Pathway analysis for intersection by sex and sample type
All subsequent pathway analyses were conducted by inputting the extracted gene lists into the web-based tool Enrichr [25] (https://maayanlab.cloud/Enrichr), with settings fixed to the default option, which includes the top 100 most relevant genes. For tissue samples, bins were selected based on proximity to CpG islands or a distance of less than 1500 base pairs from TSS. For the other groups, the same cut-off criteria were applied; however, to ensure sufficient input gene counts, bins were selected based on an OR condition for the defined thresholds. In the extended analysis, bins meeting the threshold of Kendall p-value < 0.01 and showing chromHMM status [26] differences between GM12878 and HepG2 were selected, and the corresponding gene list was used as input for downstream analyses. The results were based on the Kyoto Encyclopedia of Genes and Genomes (KEGG) 2021 Human database in Enrichr. KEGG served as the primary database for pathway analysis. When necessary for cross-validation, additional databases were incorporated, including WikiPathways 2024 Human and MSigDB Hallmark 2020.
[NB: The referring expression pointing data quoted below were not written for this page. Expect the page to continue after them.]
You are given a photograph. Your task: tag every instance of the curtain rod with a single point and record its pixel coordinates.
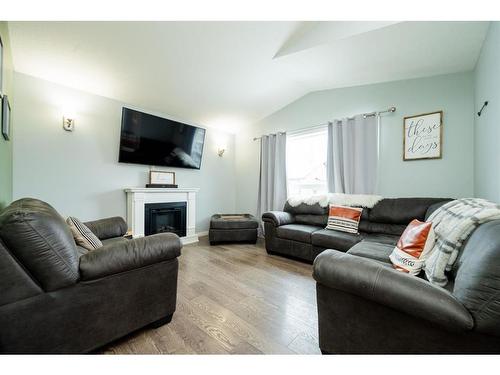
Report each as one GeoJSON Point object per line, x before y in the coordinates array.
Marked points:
{"type": "Point", "coordinates": [365, 115]}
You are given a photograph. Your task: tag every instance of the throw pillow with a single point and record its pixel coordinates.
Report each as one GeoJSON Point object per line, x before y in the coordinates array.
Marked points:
{"type": "Point", "coordinates": [83, 235]}
{"type": "Point", "coordinates": [413, 247]}
{"type": "Point", "coordinates": [343, 218]}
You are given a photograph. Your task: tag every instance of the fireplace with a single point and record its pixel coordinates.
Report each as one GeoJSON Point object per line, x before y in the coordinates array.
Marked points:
{"type": "Point", "coordinates": [165, 217]}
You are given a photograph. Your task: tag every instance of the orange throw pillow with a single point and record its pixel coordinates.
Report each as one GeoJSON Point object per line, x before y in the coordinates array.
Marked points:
{"type": "Point", "coordinates": [413, 247]}
{"type": "Point", "coordinates": [344, 219]}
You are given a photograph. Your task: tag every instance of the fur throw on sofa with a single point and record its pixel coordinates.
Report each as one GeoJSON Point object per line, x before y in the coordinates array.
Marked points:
{"type": "Point", "coordinates": [339, 199]}
{"type": "Point", "coordinates": [453, 223]}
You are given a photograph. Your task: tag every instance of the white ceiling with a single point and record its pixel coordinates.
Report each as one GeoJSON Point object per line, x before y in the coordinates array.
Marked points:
{"type": "Point", "coordinates": [229, 74]}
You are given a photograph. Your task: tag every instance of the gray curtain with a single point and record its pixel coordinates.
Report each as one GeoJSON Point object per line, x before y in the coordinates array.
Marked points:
{"type": "Point", "coordinates": [272, 182]}
{"type": "Point", "coordinates": [352, 155]}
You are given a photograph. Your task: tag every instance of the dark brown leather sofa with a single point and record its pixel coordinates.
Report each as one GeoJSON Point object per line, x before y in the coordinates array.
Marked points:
{"type": "Point", "coordinates": [58, 298]}
{"type": "Point", "coordinates": [300, 232]}
{"type": "Point", "coordinates": [365, 306]}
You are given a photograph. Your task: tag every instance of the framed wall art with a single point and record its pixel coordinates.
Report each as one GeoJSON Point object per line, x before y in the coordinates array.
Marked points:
{"type": "Point", "coordinates": [423, 136]}
{"type": "Point", "coordinates": [162, 178]}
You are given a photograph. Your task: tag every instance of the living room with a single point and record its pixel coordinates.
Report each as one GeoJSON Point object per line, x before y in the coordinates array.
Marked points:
{"type": "Point", "coordinates": [239, 186]}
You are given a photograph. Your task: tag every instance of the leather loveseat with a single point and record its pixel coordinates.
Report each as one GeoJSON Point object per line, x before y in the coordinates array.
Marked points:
{"type": "Point", "coordinates": [300, 232]}
{"type": "Point", "coordinates": [56, 297]}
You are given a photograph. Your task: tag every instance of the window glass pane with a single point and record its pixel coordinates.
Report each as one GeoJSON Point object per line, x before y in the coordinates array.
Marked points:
{"type": "Point", "coordinates": [306, 163]}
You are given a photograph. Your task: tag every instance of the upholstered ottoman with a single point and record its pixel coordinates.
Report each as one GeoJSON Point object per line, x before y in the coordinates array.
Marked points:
{"type": "Point", "coordinates": [233, 228]}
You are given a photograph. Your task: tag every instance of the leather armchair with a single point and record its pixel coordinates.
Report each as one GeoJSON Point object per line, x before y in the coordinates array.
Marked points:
{"type": "Point", "coordinates": [129, 255]}
{"type": "Point", "coordinates": [57, 299]}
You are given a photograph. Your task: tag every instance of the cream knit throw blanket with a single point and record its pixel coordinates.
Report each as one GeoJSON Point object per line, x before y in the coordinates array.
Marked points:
{"type": "Point", "coordinates": [453, 223]}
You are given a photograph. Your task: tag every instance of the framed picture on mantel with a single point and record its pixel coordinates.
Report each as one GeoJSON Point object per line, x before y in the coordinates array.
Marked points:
{"type": "Point", "coordinates": [423, 136]}
{"type": "Point", "coordinates": [161, 177]}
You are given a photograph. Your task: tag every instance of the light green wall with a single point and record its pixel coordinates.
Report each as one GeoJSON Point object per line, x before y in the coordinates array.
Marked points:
{"type": "Point", "coordinates": [78, 172]}
{"type": "Point", "coordinates": [451, 176]}
{"type": "Point", "coordinates": [6, 146]}
{"type": "Point", "coordinates": [487, 127]}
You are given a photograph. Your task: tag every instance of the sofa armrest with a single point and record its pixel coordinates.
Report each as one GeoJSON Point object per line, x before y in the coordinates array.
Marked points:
{"type": "Point", "coordinates": [381, 284]}
{"type": "Point", "coordinates": [108, 228]}
{"type": "Point", "coordinates": [128, 255]}
{"type": "Point", "coordinates": [278, 218]}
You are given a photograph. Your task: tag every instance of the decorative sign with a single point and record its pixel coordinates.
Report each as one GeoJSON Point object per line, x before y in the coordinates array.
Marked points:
{"type": "Point", "coordinates": [161, 177]}
{"type": "Point", "coordinates": [423, 136]}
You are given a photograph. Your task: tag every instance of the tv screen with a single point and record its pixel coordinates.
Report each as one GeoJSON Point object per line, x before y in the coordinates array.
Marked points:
{"type": "Point", "coordinates": [153, 140]}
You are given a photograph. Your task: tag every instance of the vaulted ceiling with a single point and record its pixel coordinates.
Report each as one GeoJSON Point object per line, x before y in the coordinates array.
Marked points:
{"type": "Point", "coordinates": [229, 74]}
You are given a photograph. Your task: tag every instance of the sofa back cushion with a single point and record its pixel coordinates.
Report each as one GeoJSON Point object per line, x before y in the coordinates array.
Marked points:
{"type": "Point", "coordinates": [477, 277]}
{"type": "Point", "coordinates": [401, 211]}
{"type": "Point", "coordinates": [308, 214]}
{"type": "Point", "coordinates": [39, 238]}
{"type": "Point", "coordinates": [392, 215]}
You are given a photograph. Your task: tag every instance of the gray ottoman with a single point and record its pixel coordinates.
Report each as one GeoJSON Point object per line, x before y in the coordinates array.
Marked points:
{"type": "Point", "coordinates": [233, 228]}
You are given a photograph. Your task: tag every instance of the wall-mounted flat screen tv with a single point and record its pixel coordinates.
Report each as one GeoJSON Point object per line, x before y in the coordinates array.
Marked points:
{"type": "Point", "coordinates": [152, 140]}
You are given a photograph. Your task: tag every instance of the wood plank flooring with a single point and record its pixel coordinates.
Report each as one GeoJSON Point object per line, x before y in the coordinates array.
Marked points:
{"type": "Point", "coordinates": [235, 299]}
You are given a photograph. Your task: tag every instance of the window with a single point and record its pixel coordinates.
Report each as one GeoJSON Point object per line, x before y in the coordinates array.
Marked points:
{"type": "Point", "coordinates": [306, 162]}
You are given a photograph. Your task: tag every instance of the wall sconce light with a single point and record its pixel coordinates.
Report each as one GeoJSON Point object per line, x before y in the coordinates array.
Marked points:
{"type": "Point", "coordinates": [68, 124]}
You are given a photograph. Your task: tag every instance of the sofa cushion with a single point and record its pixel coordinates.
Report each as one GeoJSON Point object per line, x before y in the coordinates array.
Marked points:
{"type": "Point", "coordinates": [331, 239]}
{"type": "Point", "coordinates": [372, 250]}
{"type": "Point", "coordinates": [317, 220]}
{"type": "Point", "coordinates": [391, 229]}
{"type": "Point", "coordinates": [386, 239]}
{"type": "Point", "coordinates": [296, 232]}
{"type": "Point", "coordinates": [401, 210]}
{"type": "Point", "coordinates": [41, 240]}
{"type": "Point", "coordinates": [114, 240]}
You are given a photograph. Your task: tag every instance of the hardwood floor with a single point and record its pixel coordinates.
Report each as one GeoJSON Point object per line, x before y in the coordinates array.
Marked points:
{"type": "Point", "coordinates": [235, 299]}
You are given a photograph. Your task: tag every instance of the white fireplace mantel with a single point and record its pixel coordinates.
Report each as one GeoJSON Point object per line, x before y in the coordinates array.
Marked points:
{"type": "Point", "coordinates": [137, 198]}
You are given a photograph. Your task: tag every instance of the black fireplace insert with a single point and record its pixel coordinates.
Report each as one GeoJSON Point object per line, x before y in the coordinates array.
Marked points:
{"type": "Point", "coordinates": [165, 217]}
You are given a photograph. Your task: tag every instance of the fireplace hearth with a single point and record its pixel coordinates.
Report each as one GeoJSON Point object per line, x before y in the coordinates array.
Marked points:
{"type": "Point", "coordinates": [165, 217]}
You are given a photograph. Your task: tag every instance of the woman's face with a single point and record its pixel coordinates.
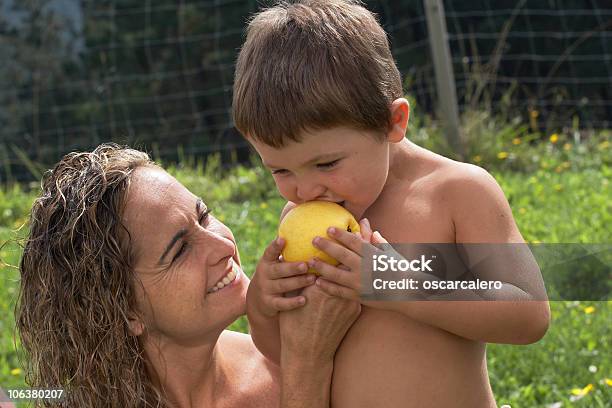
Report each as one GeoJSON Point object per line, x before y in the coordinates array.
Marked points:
{"type": "Point", "coordinates": [187, 260]}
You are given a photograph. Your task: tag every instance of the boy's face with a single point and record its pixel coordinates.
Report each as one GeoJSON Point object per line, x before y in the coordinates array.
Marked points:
{"type": "Point", "coordinates": [340, 164]}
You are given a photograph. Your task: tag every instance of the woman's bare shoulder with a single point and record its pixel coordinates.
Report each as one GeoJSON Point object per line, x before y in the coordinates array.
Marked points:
{"type": "Point", "coordinates": [258, 377]}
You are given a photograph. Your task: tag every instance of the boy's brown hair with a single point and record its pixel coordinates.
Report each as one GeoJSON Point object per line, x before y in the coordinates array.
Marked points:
{"type": "Point", "coordinates": [313, 64]}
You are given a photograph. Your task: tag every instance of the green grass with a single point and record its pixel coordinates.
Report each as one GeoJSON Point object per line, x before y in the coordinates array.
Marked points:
{"type": "Point", "coordinates": [552, 202]}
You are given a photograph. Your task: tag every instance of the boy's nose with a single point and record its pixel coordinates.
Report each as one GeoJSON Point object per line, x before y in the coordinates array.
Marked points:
{"type": "Point", "coordinates": [308, 191]}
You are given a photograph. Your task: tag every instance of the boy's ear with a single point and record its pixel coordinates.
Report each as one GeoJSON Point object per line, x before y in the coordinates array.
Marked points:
{"type": "Point", "coordinates": [135, 324]}
{"type": "Point", "coordinates": [400, 114]}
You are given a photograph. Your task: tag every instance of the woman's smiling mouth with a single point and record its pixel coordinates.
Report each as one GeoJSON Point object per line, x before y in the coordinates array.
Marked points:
{"type": "Point", "coordinates": [227, 279]}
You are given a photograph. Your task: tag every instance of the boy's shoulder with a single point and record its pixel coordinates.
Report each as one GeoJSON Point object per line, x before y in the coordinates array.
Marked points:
{"type": "Point", "coordinates": [466, 195]}
{"type": "Point", "coordinates": [447, 178]}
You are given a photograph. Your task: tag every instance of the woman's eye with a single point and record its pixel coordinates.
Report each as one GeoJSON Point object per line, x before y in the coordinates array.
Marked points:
{"type": "Point", "coordinates": [328, 165]}
{"type": "Point", "coordinates": [180, 252]}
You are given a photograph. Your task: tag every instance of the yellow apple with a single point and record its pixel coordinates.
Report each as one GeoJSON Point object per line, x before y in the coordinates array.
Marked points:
{"type": "Point", "coordinates": [309, 220]}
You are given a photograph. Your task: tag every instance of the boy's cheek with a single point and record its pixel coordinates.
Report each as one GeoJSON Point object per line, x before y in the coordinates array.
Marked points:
{"type": "Point", "coordinates": [285, 190]}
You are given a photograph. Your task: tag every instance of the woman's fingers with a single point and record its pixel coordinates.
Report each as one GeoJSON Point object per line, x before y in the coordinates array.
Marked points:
{"type": "Point", "coordinates": [337, 275]}
{"type": "Point", "coordinates": [289, 284]}
{"type": "Point", "coordinates": [273, 251]}
{"type": "Point", "coordinates": [334, 289]}
{"type": "Point", "coordinates": [284, 304]}
{"type": "Point", "coordinates": [365, 230]}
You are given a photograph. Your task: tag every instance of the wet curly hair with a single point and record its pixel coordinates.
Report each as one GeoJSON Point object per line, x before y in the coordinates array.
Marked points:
{"type": "Point", "coordinates": [78, 285]}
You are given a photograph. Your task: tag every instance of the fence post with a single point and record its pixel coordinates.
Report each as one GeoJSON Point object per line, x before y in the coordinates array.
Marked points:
{"type": "Point", "coordinates": [443, 67]}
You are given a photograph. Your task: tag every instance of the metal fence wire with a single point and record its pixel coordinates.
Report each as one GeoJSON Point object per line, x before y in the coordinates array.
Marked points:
{"type": "Point", "coordinates": [158, 74]}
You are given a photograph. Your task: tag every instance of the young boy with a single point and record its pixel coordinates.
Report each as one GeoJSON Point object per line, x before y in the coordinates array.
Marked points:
{"type": "Point", "coordinates": [318, 95]}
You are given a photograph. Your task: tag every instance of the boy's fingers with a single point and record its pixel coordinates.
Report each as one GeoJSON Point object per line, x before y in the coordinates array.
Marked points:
{"type": "Point", "coordinates": [336, 290]}
{"type": "Point", "coordinates": [287, 269]}
{"type": "Point", "coordinates": [293, 283]}
{"type": "Point", "coordinates": [284, 304]}
{"type": "Point", "coordinates": [378, 239]}
{"type": "Point", "coordinates": [273, 251]}
{"type": "Point", "coordinates": [348, 239]}
{"type": "Point", "coordinates": [366, 230]}
{"type": "Point", "coordinates": [336, 275]}
{"type": "Point", "coordinates": [335, 250]}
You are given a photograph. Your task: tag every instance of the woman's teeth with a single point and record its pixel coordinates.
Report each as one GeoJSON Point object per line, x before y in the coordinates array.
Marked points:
{"type": "Point", "coordinates": [226, 280]}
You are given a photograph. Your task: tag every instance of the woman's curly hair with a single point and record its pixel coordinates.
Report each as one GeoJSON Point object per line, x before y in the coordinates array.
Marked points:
{"type": "Point", "coordinates": [77, 285]}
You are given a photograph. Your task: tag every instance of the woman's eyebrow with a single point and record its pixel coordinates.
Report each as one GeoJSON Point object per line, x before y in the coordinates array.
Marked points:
{"type": "Point", "coordinates": [180, 234]}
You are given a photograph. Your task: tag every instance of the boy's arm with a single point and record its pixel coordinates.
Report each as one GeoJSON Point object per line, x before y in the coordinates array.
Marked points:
{"type": "Point", "coordinates": [520, 312]}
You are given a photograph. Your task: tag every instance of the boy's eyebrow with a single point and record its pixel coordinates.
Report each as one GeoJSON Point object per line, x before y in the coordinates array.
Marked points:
{"type": "Point", "coordinates": [180, 234]}
{"type": "Point", "coordinates": [321, 157]}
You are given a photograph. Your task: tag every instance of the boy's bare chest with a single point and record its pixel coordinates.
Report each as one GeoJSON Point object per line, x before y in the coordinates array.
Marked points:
{"type": "Point", "coordinates": [410, 217]}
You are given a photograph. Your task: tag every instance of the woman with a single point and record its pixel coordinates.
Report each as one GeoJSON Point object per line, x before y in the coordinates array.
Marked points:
{"type": "Point", "coordinates": [127, 285]}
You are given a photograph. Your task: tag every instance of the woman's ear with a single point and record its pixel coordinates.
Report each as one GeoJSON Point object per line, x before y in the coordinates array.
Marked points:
{"type": "Point", "coordinates": [135, 324]}
{"type": "Point", "coordinates": [400, 114]}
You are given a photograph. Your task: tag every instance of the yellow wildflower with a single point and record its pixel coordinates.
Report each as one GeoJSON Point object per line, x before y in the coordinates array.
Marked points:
{"type": "Point", "coordinates": [581, 392]}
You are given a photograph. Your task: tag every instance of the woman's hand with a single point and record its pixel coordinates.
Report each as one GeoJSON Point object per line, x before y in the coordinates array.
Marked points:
{"type": "Point", "coordinates": [310, 336]}
{"type": "Point", "coordinates": [273, 279]}
{"type": "Point", "coordinates": [316, 330]}
{"type": "Point", "coordinates": [345, 280]}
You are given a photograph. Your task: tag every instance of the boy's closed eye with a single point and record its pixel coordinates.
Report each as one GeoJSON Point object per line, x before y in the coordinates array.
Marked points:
{"type": "Point", "coordinates": [328, 165]}
{"type": "Point", "coordinates": [324, 166]}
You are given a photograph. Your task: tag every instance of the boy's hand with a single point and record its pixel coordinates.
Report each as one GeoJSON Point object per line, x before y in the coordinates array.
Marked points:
{"type": "Point", "coordinates": [273, 279]}
{"type": "Point", "coordinates": [345, 280]}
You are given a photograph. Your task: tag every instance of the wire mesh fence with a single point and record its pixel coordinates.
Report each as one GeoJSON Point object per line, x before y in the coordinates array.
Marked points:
{"type": "Point", "coordinates": [158, 74]}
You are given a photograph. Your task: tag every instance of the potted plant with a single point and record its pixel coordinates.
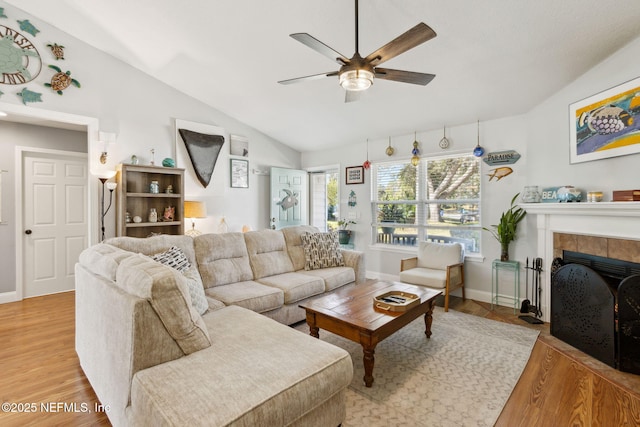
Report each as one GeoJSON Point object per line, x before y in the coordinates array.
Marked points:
{"type": "Point", "coordinates": [505, 230]}
{"type": "Point", "coordinates": [344, 234]}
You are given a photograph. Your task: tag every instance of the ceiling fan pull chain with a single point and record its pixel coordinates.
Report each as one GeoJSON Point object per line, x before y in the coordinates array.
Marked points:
{"type": "Point", "coordinates": [357, 30]}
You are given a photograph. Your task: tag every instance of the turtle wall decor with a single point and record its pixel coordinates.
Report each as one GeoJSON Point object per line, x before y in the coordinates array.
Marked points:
{"type": "Point", "coordinates": [57, 50]}
{"type": "Point", "coordinates": [61, 80]}
{"type": "Point", "coordinates": [29, 96]}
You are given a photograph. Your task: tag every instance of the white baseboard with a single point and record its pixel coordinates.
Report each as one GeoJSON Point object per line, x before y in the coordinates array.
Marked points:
{"type": "Point", "coordinates": [6, 297]}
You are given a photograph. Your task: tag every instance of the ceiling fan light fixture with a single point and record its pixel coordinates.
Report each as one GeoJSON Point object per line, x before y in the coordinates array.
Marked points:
{"type": "Point", "coordinates": [356, 80]}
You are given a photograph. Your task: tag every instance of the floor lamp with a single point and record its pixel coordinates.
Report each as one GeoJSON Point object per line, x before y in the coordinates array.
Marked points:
{"type": "Point", "coordinates": [110, 186]}
{"type": "Point", "coordinates": [194, 210]}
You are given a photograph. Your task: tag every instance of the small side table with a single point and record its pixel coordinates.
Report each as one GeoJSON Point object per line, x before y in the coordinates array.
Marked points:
{"type": "Point", "coordinates": [509, 267]}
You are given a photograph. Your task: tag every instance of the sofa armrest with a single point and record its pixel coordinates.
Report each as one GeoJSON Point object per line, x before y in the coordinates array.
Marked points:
{"type": "Point", "coordinates": [408, 263]}
{"type": "Point", "coordinates": [355, 260]}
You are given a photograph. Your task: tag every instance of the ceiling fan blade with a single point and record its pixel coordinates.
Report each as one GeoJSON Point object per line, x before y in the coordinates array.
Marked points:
{"type": "Point", "coordinates": [320, 47]}
{"type": "Point", "coordinates": [307, 78]}
{"type": "Point", "coordinates": [403, 76]}
{"type": "Point", "coordinates": [353, 95]}
{"type": "Point", "coordinates": [410, 39]}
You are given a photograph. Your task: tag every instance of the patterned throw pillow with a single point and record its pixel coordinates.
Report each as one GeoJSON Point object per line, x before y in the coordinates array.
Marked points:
{"type": "Point", "coordinates": [173, 258]}
{"type": "Point", "coordinates": [176, 258]}
{"type": "Point", "coordinates": [321, 250]}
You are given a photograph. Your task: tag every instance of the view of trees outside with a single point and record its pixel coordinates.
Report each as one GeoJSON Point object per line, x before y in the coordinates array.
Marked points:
{"type": "Point", "coordinates": [437, 200]}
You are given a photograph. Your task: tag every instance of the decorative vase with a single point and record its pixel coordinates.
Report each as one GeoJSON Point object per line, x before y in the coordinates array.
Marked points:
{"type": "Point", "coordinates": [504, 252]}
{"type": "Point", "coordinates": [344, 236]}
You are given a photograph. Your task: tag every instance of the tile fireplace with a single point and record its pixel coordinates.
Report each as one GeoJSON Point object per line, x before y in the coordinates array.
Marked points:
{"type": "Point", "coordinates": [607, 229]}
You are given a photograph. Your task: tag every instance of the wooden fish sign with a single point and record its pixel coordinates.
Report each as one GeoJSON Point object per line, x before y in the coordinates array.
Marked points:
{"type": "Point", "coordinates": [500, 173]}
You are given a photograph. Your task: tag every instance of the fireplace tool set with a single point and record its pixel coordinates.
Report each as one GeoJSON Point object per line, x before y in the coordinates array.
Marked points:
{"type": "Point", "coordinates": [536, 289]}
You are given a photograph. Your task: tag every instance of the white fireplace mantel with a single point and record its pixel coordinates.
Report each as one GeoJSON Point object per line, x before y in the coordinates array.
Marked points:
{"type": "Point", "coordinates": [589, 209]}
{"type": "Point", "coordinates": [604, 219]}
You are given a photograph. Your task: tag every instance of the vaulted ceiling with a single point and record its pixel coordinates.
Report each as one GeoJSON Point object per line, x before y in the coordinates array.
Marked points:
{"type": "Point", "coordinates": [491, 58]}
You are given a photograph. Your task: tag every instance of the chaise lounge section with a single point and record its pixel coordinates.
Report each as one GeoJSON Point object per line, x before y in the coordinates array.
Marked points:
{"type": "Point", "coordinates": [154, 359]}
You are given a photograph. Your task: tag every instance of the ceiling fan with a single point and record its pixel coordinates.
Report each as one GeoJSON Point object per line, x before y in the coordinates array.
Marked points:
{"type": "Point", "coordinates": [356, 74]}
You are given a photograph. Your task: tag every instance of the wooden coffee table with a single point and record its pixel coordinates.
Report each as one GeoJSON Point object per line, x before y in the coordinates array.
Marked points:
{"type": "Point", "coordinates": [350, 313]}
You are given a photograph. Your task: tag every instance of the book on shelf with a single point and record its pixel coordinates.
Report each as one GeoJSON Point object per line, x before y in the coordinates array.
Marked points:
{"type": "Point", "coordinates": [626, 196]}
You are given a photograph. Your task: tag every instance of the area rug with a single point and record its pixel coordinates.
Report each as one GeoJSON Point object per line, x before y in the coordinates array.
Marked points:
{"type": "Point", "coordinates": [461, 376]}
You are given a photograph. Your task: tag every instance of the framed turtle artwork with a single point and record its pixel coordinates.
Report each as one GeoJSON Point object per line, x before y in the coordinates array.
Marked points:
{"type": "Point", "coordinates": [606, 124]}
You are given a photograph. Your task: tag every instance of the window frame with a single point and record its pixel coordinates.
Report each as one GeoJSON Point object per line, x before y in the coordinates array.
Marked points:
{"type": "Point", "coordinates": [422, 203]}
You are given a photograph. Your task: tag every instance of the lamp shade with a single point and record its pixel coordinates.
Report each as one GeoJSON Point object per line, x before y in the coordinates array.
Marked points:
{"type": "Point", "coordinates": [193, 209]}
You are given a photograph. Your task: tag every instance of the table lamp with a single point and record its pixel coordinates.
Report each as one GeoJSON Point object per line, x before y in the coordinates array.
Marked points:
{"type": "Point", "coordinates": [193, 210]}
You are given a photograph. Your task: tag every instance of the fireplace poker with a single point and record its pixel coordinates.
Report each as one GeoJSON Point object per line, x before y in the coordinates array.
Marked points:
{"type": "Point", "coordinates": [527, 307]}
{"type": "Point", "coordinates": [538, 286]}
{"type": "Point", "coordinates": [525, 303]}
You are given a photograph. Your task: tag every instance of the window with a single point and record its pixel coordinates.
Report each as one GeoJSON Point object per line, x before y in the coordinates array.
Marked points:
{"type": "Point", "coordinates": [438, 200]}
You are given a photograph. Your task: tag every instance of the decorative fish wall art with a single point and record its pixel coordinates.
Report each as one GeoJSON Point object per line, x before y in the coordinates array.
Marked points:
{"type": "Point", "coordinates": [499, 173]}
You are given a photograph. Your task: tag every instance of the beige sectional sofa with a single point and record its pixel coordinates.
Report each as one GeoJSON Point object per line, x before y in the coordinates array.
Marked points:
{"type": "Point", "coordinates": [196, 343]}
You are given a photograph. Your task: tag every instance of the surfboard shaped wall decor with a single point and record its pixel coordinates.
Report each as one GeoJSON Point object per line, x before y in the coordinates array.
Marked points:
{"type": "Point", "coordinates": [203, 150]}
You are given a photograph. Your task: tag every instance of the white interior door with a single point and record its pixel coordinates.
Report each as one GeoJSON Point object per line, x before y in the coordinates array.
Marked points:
{"type": "Point", "coordinates": [289, 200]}
{"type": "Point", "coordinates": [54, 220]}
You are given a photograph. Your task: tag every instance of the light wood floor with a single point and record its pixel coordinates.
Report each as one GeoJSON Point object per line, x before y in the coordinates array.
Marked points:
{"type": "Point", "coordinates": [38, 365]}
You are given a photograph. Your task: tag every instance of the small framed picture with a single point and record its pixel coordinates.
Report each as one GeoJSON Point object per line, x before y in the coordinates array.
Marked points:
{"type": "Point", "coordinates": [354, 175]}
{"type": "Point", "coordinates": [239, 146]}
{"type": "Point", "coordinates": [239, 173]}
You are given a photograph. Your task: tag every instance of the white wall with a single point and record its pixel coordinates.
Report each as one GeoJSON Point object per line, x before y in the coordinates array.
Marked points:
{"type": "Point", "coordinates": [141, 111]}
{"type": "Point", "coordinates": [540, 136]}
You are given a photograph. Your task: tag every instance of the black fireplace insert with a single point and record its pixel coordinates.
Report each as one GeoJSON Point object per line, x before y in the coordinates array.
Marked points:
{"type": "Point", "coordinates": [595, 307]}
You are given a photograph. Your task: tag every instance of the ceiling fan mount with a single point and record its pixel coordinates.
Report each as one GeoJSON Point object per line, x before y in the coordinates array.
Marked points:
{"type": "Point", "coordinates": [357, 74]}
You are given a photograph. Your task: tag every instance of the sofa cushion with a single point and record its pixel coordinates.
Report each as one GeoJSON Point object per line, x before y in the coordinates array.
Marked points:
{"type": "Point", "coordinates": [249, 294]}
{"type": "Point", "coordinates": [177, 260]}
{"type": "Point", "coordinates": [321, 250]}
{"type": "Point", "coordinates": [155, 244]}
{"type": "Point", "coordinates": [222, 259]}
{"type": "Point", "coordinates": [439, 255]}
{"type": "Point", "coordinates": [333, 277]}
{"type": "Point", "coordinates": [425, 276]}
{"type": "Point", "coordinates": [295, 286]}
{"type": "Point", "coordinates": [167, 291]}
{"type": "Point", "coordinates": [103, 259]}
{"type": "Point", "coordinates": [267, 253]}
{"type": "Point", "coordinates": [285, 375]}
{"type": "Point", "coordinates": [294, 243]}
Intergenic CpG site analysis
RefSeq gene data (hg19.ncbiRefSeq.gtf.gz) were downloaded from the UCSC Genome Browser (https://hgdownload.soe.ucsc.edu/goldenPath/hg19). After converting the data to BED format, the valid CpG bins identified earlier were annotated with their nearest gene using the “closest” function from the bedtoolsr package (ver 2.30.0.2). For CpG sites identified as intergenic, chromHMM status comparison was performed between GM12878 and HepG2 cell line data using the Core 15-state model from ENCODE/Broead, which was downloaded from the UCSC genome browser database, the same source used for Refseq data. The chromHMM status of each CpG bin was determined using the “intersect” function in bedtoolsr. The proportion of each chromatin state within each cell type was calculated and compared between fibrosis related groups or not. A gene list composed of genes nearest to bins showing >1.5-fold enrichment in chromatin state changes within fibrosis-related groups was used for pathway analysis.
Cell-type deconvolution
We used the wgbstools program (ver 0.2.0) from a previous study [10] to generate PAT files for pre-identified cell type marker regions from the BAM files of our entire sample set. Deconvolution was then performed using UXM software (ver 0.1.0) with a pre-calculated deconvolution table provided by the same study. For controls, we downloaded and used data from five hepatocyte tissue samples (excluding one with unclear sex) from the same study’s data (GSE186458; Liver-Hepatocytes). Additionally, for comparison, 30 samples from healthy cfDNA data, processed through the same WGMS procedure in the previous study [22], were randomly selected, and deconvolution was performed on their BAM files following the same process. Hierarchical clustering was conducted using the ComplexHeatmap (ver 2.14.0) library in R. The associations between key clinical variables and changes in cell type–specific proportions were analyzed using multivariable regression, implemented with the glm package in R. The significance of distribution differences between fibrosis groups for specific cell types was assessed using the stat_compare_means function from the ggpubr package (ver 0.6.0).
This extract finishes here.